“H&M Under Fire for Using Fake, Computer-Generated Models”

That’s not data models, it’s women who model clothing. 🙂

There was a near-future SF novel I read many years ago (I don’t recall which one) that posited that actors would be replaced almost entirely by computer-generated models. We’re already seeing the precursors of it — all the Pixar releases, for instance. And characters in games are constantly getting more realistic; in portions of Final Fantasy X, for instance, you would swear that you’re looking at people, rather than computer-generated images.

Get some strong AI, and give them a couple decades of practice, and you may well start to see the occasional real movies — not just cartoon-like ones — made entirely in a computer.

4 Comments

  1. As for the occasional ‘real’ movie, it’s already happening. Final Fantasy: The Spirits Within came out over 10 years ago, and was the first mainstream non-cartoon computer animated film. Beowulf came out in 2007 with noticeable improvements. We’re not out of the uncanny valley yet, but fully animated characters such as LOTR’s Gollum, the robot in I, Robot, Dobby from the Harry Potter series, and numerous characters from Avatar and Rise of the Planet of the Apes make it seem like fully animated ‘real’ movies as a regular release is just around the corner.

  2. I don’t know about Beowulf (didn’t see it), but other than the Final Fantasy movie, none of those computer-generated characters were supposed to be human. That’s the hard part: convincing humans that a moving and speaking computer-generated image is actually another human. Final Fantasy didn’t quite pull it off, though some of the characters were pretty good. (I haven’t seen it in a while, but if I recall correctly, the Dr. Cid character is one of the best human-impersonations I’ve ever seen.) I imagine the state of the art has improved since then, based on the games.

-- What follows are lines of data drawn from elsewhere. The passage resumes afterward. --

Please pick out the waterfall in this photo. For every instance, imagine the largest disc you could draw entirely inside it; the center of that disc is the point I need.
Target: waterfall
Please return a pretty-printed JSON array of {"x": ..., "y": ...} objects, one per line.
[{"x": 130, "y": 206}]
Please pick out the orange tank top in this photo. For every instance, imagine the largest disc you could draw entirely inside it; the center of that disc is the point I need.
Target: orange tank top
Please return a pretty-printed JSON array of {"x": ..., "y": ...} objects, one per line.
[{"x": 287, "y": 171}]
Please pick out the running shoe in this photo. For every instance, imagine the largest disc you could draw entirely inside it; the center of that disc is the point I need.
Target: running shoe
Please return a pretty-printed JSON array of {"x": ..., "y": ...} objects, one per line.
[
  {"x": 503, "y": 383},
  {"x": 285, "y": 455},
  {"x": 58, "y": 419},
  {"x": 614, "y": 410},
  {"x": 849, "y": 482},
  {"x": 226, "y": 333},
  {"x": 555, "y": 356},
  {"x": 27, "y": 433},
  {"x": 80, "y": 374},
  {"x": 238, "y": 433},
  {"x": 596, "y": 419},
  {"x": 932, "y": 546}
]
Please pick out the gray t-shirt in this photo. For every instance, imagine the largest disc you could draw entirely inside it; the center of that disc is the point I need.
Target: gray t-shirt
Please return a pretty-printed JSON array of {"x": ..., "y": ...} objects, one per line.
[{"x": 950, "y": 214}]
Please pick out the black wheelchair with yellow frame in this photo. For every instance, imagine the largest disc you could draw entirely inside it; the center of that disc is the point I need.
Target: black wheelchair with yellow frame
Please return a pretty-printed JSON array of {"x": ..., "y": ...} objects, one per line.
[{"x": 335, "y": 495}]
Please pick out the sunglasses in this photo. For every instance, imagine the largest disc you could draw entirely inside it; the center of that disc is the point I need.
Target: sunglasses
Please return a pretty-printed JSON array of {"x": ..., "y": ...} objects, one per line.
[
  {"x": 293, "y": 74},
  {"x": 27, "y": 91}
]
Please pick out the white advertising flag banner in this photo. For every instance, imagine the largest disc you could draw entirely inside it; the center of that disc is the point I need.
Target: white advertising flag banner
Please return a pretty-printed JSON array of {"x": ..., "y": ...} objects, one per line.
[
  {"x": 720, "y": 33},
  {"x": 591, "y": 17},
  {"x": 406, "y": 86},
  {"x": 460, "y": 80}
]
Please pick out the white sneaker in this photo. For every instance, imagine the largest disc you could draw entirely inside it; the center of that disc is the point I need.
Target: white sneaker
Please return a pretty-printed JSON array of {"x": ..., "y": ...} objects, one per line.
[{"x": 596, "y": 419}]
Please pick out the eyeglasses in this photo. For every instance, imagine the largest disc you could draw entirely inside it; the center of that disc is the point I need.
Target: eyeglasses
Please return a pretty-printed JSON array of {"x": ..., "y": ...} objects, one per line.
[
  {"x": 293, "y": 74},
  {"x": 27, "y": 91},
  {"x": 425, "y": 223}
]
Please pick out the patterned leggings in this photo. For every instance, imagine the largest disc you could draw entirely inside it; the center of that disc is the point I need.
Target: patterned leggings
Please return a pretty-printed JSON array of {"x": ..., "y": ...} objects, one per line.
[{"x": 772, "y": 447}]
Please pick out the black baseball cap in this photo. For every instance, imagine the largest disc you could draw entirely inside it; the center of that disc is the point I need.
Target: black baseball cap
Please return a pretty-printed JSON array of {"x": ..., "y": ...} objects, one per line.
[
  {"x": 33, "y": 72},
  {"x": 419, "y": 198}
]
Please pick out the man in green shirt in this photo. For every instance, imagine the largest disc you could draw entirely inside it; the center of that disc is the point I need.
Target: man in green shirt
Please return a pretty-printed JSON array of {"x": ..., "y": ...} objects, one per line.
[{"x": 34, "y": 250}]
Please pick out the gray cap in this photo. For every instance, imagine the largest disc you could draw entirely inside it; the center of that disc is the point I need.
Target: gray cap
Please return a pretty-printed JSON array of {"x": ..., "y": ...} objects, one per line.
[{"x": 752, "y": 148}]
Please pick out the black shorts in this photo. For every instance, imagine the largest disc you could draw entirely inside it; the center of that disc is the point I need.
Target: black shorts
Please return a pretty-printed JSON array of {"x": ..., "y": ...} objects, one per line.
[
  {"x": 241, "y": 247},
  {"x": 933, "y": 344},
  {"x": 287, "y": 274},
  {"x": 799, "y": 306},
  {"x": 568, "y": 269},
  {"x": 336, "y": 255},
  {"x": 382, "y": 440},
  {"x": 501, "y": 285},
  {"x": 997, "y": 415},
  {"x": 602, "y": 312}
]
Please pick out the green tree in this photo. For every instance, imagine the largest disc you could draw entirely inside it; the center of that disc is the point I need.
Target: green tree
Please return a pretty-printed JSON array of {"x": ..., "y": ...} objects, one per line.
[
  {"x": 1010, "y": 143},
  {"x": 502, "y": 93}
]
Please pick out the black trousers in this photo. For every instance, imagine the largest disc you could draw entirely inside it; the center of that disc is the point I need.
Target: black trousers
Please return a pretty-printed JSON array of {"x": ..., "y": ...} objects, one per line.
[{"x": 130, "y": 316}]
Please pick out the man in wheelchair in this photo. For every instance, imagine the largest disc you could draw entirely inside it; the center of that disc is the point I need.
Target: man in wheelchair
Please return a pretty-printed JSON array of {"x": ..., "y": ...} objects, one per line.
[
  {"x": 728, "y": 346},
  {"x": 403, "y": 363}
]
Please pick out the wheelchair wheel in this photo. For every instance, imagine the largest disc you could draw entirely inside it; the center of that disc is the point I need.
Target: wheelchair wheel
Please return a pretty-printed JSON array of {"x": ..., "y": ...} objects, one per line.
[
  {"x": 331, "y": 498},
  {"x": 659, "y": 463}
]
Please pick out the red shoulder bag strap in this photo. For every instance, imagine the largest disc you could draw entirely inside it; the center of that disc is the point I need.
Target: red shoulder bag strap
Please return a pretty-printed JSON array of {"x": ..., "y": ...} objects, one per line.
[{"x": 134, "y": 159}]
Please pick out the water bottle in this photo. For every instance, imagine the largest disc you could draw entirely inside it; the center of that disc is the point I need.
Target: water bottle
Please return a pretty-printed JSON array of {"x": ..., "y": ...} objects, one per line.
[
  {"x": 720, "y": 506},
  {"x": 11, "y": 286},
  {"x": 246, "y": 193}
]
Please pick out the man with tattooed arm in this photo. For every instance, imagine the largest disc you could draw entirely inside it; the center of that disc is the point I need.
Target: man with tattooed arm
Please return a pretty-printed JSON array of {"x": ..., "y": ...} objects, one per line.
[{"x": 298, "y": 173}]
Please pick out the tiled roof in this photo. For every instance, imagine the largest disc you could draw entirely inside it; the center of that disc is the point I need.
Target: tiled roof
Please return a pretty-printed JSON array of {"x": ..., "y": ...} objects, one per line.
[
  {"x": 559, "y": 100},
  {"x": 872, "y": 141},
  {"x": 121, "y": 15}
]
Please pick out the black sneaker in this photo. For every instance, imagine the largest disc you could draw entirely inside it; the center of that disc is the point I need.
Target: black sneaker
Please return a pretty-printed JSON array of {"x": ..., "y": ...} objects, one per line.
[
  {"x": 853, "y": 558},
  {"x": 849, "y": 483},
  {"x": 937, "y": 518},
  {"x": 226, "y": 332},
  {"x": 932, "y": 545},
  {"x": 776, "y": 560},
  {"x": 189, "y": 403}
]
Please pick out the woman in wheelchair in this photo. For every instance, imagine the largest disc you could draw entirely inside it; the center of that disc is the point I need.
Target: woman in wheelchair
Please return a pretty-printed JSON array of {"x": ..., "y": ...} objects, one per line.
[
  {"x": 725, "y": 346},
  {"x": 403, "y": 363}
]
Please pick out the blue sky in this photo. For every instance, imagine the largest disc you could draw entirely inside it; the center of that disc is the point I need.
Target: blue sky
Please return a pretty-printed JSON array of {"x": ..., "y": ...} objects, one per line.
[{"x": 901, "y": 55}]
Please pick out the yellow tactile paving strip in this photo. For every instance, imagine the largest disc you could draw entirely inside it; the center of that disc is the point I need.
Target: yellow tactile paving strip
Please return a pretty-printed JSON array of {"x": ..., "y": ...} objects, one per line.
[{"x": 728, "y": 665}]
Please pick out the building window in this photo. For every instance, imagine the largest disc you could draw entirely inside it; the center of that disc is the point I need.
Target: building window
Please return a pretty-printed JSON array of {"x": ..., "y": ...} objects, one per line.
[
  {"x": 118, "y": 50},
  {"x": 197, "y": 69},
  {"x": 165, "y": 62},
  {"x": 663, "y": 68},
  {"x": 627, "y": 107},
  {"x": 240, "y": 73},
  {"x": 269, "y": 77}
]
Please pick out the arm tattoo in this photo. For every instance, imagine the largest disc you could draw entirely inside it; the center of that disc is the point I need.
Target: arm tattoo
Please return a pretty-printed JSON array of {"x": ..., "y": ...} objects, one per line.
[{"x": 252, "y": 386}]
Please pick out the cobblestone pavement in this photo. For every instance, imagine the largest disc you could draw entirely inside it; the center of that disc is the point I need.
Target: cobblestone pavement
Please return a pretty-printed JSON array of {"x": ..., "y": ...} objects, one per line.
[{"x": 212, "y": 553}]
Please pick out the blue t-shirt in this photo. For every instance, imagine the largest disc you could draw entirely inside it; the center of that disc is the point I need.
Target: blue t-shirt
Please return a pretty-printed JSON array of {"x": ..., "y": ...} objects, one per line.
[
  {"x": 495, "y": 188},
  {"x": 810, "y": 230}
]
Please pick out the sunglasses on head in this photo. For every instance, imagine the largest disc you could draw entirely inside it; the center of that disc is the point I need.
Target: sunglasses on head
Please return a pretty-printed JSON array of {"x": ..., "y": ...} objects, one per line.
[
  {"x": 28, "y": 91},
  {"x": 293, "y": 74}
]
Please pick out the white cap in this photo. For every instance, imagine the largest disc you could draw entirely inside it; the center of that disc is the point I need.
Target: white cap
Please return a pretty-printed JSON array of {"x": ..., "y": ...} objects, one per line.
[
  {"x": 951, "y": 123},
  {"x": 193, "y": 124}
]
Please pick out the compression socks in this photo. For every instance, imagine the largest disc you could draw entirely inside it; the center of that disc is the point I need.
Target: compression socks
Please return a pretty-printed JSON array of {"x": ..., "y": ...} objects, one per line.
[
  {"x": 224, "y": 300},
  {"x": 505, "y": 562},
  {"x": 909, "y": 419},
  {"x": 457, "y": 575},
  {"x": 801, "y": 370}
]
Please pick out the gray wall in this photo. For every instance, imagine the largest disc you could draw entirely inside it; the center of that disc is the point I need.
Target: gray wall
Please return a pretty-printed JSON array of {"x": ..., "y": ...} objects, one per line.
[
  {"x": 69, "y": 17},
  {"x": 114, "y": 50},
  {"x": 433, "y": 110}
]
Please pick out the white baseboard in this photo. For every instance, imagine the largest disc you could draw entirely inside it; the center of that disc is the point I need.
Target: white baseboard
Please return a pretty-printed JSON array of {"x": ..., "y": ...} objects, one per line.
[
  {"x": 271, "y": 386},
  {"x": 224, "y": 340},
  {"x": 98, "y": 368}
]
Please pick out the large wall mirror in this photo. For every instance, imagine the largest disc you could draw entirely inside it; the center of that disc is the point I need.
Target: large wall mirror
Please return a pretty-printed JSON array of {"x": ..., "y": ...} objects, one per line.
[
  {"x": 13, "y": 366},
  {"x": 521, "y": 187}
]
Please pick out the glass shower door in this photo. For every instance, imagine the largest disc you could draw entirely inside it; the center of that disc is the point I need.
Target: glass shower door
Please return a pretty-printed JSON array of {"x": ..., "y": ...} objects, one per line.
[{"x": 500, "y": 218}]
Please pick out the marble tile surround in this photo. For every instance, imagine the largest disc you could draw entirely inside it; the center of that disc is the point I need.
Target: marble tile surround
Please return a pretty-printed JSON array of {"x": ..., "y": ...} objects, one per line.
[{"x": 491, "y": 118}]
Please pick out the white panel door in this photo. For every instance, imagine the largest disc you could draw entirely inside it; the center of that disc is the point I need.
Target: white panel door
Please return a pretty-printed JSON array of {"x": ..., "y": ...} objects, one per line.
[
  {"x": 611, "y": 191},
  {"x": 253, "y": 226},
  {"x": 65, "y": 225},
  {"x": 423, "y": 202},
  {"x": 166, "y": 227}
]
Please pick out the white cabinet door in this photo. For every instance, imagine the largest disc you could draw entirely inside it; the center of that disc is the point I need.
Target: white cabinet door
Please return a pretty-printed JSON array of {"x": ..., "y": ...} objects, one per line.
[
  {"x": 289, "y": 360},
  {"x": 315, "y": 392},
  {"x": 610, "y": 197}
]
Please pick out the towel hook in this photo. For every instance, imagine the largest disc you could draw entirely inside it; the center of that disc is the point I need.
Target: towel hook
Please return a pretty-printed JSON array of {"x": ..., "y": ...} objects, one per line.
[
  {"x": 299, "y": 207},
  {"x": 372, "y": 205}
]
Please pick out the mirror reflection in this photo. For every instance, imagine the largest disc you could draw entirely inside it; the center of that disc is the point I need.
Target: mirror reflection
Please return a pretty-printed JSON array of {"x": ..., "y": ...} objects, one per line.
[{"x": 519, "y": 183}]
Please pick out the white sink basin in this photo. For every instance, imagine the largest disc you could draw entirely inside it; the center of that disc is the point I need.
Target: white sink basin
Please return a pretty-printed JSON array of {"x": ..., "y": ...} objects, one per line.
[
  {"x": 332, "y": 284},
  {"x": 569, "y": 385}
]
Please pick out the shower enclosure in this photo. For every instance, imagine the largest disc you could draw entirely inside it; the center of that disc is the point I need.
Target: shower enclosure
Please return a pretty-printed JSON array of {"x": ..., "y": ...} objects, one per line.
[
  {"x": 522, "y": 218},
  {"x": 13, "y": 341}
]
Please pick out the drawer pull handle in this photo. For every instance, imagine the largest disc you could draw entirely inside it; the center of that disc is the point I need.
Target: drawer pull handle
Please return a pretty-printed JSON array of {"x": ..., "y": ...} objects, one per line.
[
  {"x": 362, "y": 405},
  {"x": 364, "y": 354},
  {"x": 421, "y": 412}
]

  3. It most certainly has improved. What’s most impressive about many games today is the fact that often the cut scenes are rendered in real time, instead of being pre-rendered like a movie is. If game processors can do such impressive work on the fly, imagine what dedicated super machines should be able to do over an extended period of time!

  4. Yes, I’ve been impressed by that too. It’ll be interesting to see what happens next.